Sahabat tahu, setelah saya pahami, ternyata karena niat kami yang ingin belajar dan tidak memikirkan status akan sekolah tesebut, kami hanya butuh belajar, belajar dan belajar. Ternyata status itu akan tidak berlaku setelah prestasi berada di depan kita, justru statuslah yang akan mengekor setelah prestasi di ukir.
Sahabatku yang masih di rundung masalah, di rundung ketidaktenangan jiwa, keresahan hati, kebimbangan keputusan. Jangan putus asa, jangan takut mengambil sikap.
Sahabatku yang membaca tulisan ini, bukan maksudku menahan jiwa sahabat untuk terus berada di posisi saat ini, namun pikirkanlah, jika itu lebih baik, lakukanlah. Jika itu sesuai dengan keinginan hati kerjakanlah. Jika tidak sesuai dengan keinginan hati buat apa di tahan-tahan, carilah yang sahabat cari. Masing-masing jiwa memiliki keinginan dan pemikiran yang berbeda, itu karunia Allah, jangan di pungkiri.
Tidak ada perjumpaan tanpa perpisahan, yah itu memang pepatah kuno dan basi, namun tidaklah salah jika masih kita pakai sampai saat ini. Jika kita tidak berpisah sekarang, suatu saat lambat laun pasti itu akan tejadi.

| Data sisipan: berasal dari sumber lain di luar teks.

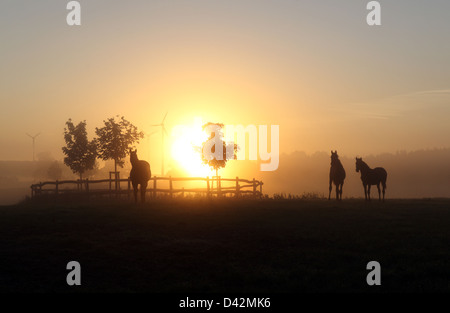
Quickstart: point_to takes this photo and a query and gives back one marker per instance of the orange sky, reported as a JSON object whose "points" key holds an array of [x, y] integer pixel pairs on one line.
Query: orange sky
{"points": [[316, 69]]}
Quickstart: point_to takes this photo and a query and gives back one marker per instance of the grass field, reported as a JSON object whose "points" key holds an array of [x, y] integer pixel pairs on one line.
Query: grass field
{"points": [[202, 245]]}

Sahabatku, aku masih ingat puisi dari sahabat karibku. Walaupun ada sedikit perubahan, namun mungkin bisa jadi renungan.

Sahabatku….
Jika engkau sudah tidak betah berada di tempatmu saat ini
Lihatlah pekerjaanmu, mungkin bisa menyenangkan, buat apa kamu resahkan.
Namun jika dari pekerjaanmu pun sudah tidak menyenangkan,
Mungkin masih ada di sudut lain yang memberi warna, mungkin suasananya yang akrab sehingga engkau masih betah.
Tapi jika itu pun juga tidak mengobati, mungkin masih ada lagi, coba engkau lihat orang-orangnya, mungkin antik, menarik, bahkan mungkin unik.
Tapi jika hal tersebut sudah tidak mendukung lagi, tempat yang tidak betah, pekerjaan yang membosankan, suasana yang tidak menyenangkan serta orang-orang yang menyebalkan, mungkin masih ada lagi yang terlewat olehmu.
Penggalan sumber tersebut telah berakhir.